“好痛!!”


    從噩夢中驚醒過來,夢中自己被地獄的三頭犬撕咬著,就像是磨牙的玩具,回到現實,現在之間的臉還是臃腫的感覺,逐漸錯哦夢境中脫離,現實是自己趴在救生艇的殘骸上,金屬製品的銳利物抵住臉頰,所以才會傳來痛感,伸手去觸摸臉上的傷口,濕漉漉的,血液都流出來了。


    修複法陣,止血法陣,冰屬靈根凍結水汽形成鏡麵,還好傷口不大,這是在右臉頰上留下鋸齒狀痕跡。


    “這裏是……”


    記憶的斷片漸漸恢複。


    “巨大海洋生物的體內。

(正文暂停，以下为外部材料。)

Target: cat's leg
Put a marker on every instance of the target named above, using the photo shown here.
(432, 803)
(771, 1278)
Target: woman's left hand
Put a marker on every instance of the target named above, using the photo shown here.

”


    人類在其中與細菌無異,四周是與鮮紅差一點的內髒般的肉色牆麵,搞不好那個漆黑的拐角會冒出噬菌體之類的怪物,啊哈哈,玩笑罷了,怎麽可能會有那麽大的細菌,正確來說是病毒才對。


    “開玩笑的吧?”


    出來了,不好的預感應驗了,夕儀並沒有為自己那仿佛預知未來的猜測能力感到喜悅,因為那是將噬菌體放大無數被的產物,擁有著與人類同樣身高之物。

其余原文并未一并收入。